何のことはない、100人になったと言えど、彼は戦力ではないのだ。
「ふ‥‥我が煩悩の前には‥‥屑鉄だろうがキメラだろうが‥‥男女だろうがブレストだろうが関係の無い事だ‥‥グヘヘ」
ええ、ただのセクハラの変態ということですね。大変わかります。
「‥‥嫌だ、俺は変態になどなりたくない‥‥」
胃がキリキリと痛み始めたのか、眉をしかめるジョンを夜十字は関係ないとでも言いたげに首根っこ捕まえて運んでいく。

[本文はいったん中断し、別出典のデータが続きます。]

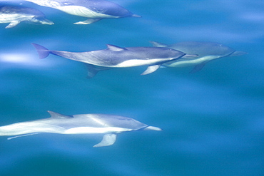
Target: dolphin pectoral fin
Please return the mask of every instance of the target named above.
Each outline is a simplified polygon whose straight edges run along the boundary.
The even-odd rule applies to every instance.
[[[101,19],[89,19],[83,21],[74,23],[74,24],[90,24],[98,21],[99,20],[101,20]]]
[[[104,146],[109,146],[113,145],[116,140],[116,134],[106,134],[103,135],[102,141],[99,143],[93,145],[93,147],[104,147]]]
[[[197,58],[198,56],[199,56],[199,55],[198,55],[198,54],[186,54],[183,56],[182,56],[181,58]]]
[[[161,65],[154,65],[151,66],[148,66],[148,68],[141,73],[141,75],[147,75],[151,73],[153,73],[156,70],[158,70],[158,68],[160,68]]]
[[[168,45],[157,42],[157,41],[149,41],[153,46],[155,47],[168,47]]]
[[[36,51],[38,51],[39,58],[44,58],[48,57],[50,53],[49,49],[46,48],[44,46],[36,43],[32,43],[32,45],[35,47]]]
[[[6,27],[5,29],[9,29],[9,28],[14,28],[14,26],[16,26],[16,25],[18,25],[20,23],[19,21],[11,21],[11,23],[6,26]]]
[[[236,51],[233,52],[233,53],[231,53],[230,55],[229,55],[228,56],[242,56],[242,55],[245,55],[245,54],[247,54],[247,53],[248,53],[247,52]]]
[[[98,71],[106,71],[112,68],[110,67],[96,66],[89,63],[85,63],[85,65],[88,70],[87,78],[93,78],[93,76],[95,76]]]
[[[196,65],[191,71],[189,72],[189,73],[196,73],[196,72],[198,72],[199,71],[200,71],[203,66],[205,65],[205,62],[203,62],[203,63],[199,63],[198,65]]]

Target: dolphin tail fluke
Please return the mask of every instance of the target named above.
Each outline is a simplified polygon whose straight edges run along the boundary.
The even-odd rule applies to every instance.
[[[153,73],[156,70],[158,70],[158,68],[160,68],[161,65],[154,65],[154,66],[148,66],[148,68],[141,73],[141,75],[147,75],[151,73]]]
[[[142,16],[140,15],[136,15],[136,14],[133,14],[131,15],[132,17],[136,17],[136,18],[141,18]]]
[[[116,134],[106,134],[103,135],[102,141],[93,145],[93,147],[109,146],[113,145],[116,140]]]
[[[73,24],[90,24],[98,21],[101,19],[88,19],[83,21],[76,22]]]
[[[36,48],[36,51],[38,51],[39,58],[46,58],[51,53],[51,51],[49,49],[46,48],[44,46],[36,43],[32,43],[32,45]]]
[[[248,54],[247,52],[244,52],[244,51],[235,51],[233,52],[233,53],[231,53],[229,56],[242,56],[242,55],[245,55],[245,54]]]

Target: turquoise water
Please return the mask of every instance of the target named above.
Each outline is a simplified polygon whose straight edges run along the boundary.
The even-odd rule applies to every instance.
[[[85,20],[31,3],[55,25],[0,24],[0,125],[66,115],[106,113],[163,131],[118,135],[39,134],[0,138],[0,175],[263,175],[264,1],[113,0],[138,18]],[[248,52],[192,68],[101,71],[86,79],[81,63],[40,60],[52,50],[101,50],[106,44],[151,46],[186,41],[222,43]]]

「大丈夫だ、くず鉄Z。変態は焔の専売特許だ。貴公の専売特許はくず鉄のはず。それならば変態にはならない、問題ないではないか」
「いや、そんな専売特許はいらな‥‥」
「何を言う!! くず鉄が専売特許ではなくて、何が貴公の専売特許だというのだ! 胃薬か!? それともその謎の成人の子供の存在か!?」
「‥‥子供のことは謎ではないし‥‥」
「いや、謎だ。謎過ぎるぞくず鉄Z! いったい何時の時の子供だ、16か?16のときの子供なのか!うらやましいヤツメ!」
「だから違うって!!!」
そんなジョンの訴えにも拘らず、夜十字は進む速度を落とさない。
反対の手に握られしは焔さえも変えた、あのジャンクDNA。
果たして、それは運命を切り開けるのか!?
◇◆
全ては闇に攫われた。
それは、クイーンの名においての、崩壊。
くず鉄クイーンは、その姿を解き放ち、再び研究所は平和へと辿り着いたのだった。
庭に、たくさんのくず鉄を残して‥‥。
「やっだーッ☆ でっかいくず鉄ゲット!だと思ったらブレスト博士だったッv」
大きく舌を出して頭を小突いたユウは、レグへとあげようと思って集めたくず鉄たちの中に紛れていたジョンを発見して銃口でツンツンと突いていた。
しかし、ジョンは起きようとしない。
いや、起きたくないのだ。
丸くなって抱え込んだひざを離そうとせず、ひたすら縮こまっていた。
「えーッ? 本当にブレスト博士、なの?」
かくりと小首を傾げるものの、突くのをやめようとしない。
「‥‥ジョン。全ての元凶は、あんただろう?」
カツッとブーツを鳴らすと、ジョンの腹部を踏みつけ、にっこりとレグは笑った。
「お、俺じゃ‥‥」
「御黙り! ‥‥さて、お仕置きの時間といこうか」
手には鞭、そして横からは銃口。
はてさて、本当に元凶は彼だったのか。その真相は闇に紛れたまま、楽しいお仕置きタイムがジョンを待ち構えていたのは言うまでもない。
「‥‥あとは‥‥もう一人絞めに行かなきゃ‥‥」
再びテンガロンハットを目深に被った水無月は静かにその場を去っていったのだった。